Bir geleneği olmak 3

A+
A-

Bir geleneği olmak 3

Gelenek veyahut Anane kavramının birden fazla anlamı varsa da günümüz Türkiyesinde sadece bir anlamı yaygın olarak bilinmekte ve kullanılmaktadır. Bu anlam daha çok sosyolojik, antropolojik ve folklorik anlamda olanıdır. Bununla nesiller boyu devam ederek yerleşik hal almış normlar ve uygulamalar anlaşılmaktadir. Bu da mühimdir zira bir toplumu diğerinden ayıran hususi örfler, âdetler ve görenekler bu çatı altında değerlendirilirler.

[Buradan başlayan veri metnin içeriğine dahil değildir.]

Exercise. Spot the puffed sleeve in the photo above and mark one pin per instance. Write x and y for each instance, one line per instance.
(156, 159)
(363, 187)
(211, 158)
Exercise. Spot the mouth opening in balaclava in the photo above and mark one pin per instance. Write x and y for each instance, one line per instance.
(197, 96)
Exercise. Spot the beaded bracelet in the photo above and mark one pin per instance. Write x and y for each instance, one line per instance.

Aslında bu manadaki geleneklerin de ilk başlangıç noktasında muhakkak bir fikir, bir düşünce bulunur. O düşünceden kalkarak uzun yıllar tatbik edilegelen bu uygulamalar artık bir kültür halini alır. Mesela sünnet, kına, nişan, evlilik törenleri ile doğum, ölüm ve bayram merasimlerinin biçimleri kuşaktan kuşağa aktarılan böylesi bazı âdetlerdir.

Ne var ki bu âdetler bazen yanlış bir şeyin devam ettirilmesiyle de oluşabilir. Bazen de iyi başlayıp zamanla yanlışa doğru evrilebilirler. İspanya’daki Boğa güreşleri, bazı Afrika kabilelerinin kanibalizmi v.b. gibi bazı âdetler makbul sayılacak âdetler olmasa gerektir. Bu yüzdendir ki özellikle modernistler ve ilerlemeciler ne zaman gelenek veyahut Anane denilse hemen bu donan, kemikleşen menfi anlamı öne çıkarıp itiraz ederler. Onlara göre iyi şeyler hep moderndir ve ileridedir. Yatay ilerleme ile hakikat bulunacaktır. Bu grupların dini ilimler sahasında olanları da (ki nedense ülkemizde çokturlar) metafizik konularda benzer tavırlara sahiptirler. Bir ayeti de buna delil getirirler: “Onlara Allah’ın indirdiğine uyun denildiği vakit onlar atalarımızı neyin üzerinde bulduksa ona uyarız dediler. Ya ataları bir şey akıl erdiremez ve de doğruyu seçemez kimseler iseler?”. (Bakara-170).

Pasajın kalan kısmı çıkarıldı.